COP21, the UN Climate Change Conference, led to a new international climate agreement, applicable to all countries, aiming to keep global warming at 1.5-2° C, in accordance with the recommendations of the Intergovernmental Panel on Climate Change (IPCC). Since then, progress on reducing CO2 emissions has been glacial.
The Covid pandemic shifted attention away from climate change for a while. But global economic slowdown also led to a slowdown in global emissions increases.
But with global recovery underway, emissions have resumed with equal fervour. IPCC's latest grim assessment of progress on climate action is that world temperatures have already risen by 1.1° C, and could breach 1.5° C increase before 2030, unless global emissions fall by 43%. But on current trends, they are expected to rise by 10%.
To keep temperature rise to 1.5° C, the atmosphere can only accept a net increase in CO2 emissions equivalent to 510 Gt (gigatonnes) of CO2, while current and planned investments would add equivalent to 850 Gt.
To achieve Paris Agreement targets would require a reduction in coal use by 95%, oil by over 65% and gas by 45%. Oxfam has shown that the top 1% of income-earners emit more than the bottom two-thirds of the world's population.
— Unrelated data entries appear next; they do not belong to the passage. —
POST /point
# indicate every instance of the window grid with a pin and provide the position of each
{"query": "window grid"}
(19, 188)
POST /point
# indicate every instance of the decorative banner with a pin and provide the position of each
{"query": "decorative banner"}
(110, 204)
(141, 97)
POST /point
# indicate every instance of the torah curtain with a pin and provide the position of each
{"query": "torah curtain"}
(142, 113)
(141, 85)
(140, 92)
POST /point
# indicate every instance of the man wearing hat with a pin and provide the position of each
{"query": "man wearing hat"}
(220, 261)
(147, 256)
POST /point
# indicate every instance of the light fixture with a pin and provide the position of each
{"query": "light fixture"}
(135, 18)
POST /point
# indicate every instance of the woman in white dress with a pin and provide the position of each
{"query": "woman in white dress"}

Climate adaptation costs are rising, and will require $127 billion a year in developing countries by 2030. But available funds are only around $25-30 billion.
The Green Climate Fund that was promised $100 billion remains grossly underfunded. A recent G20 Expert Group on the multilateral development banks' (MDB) report has argued for an additional $1 trillion a year. But much of it must be leveraged from the private sector.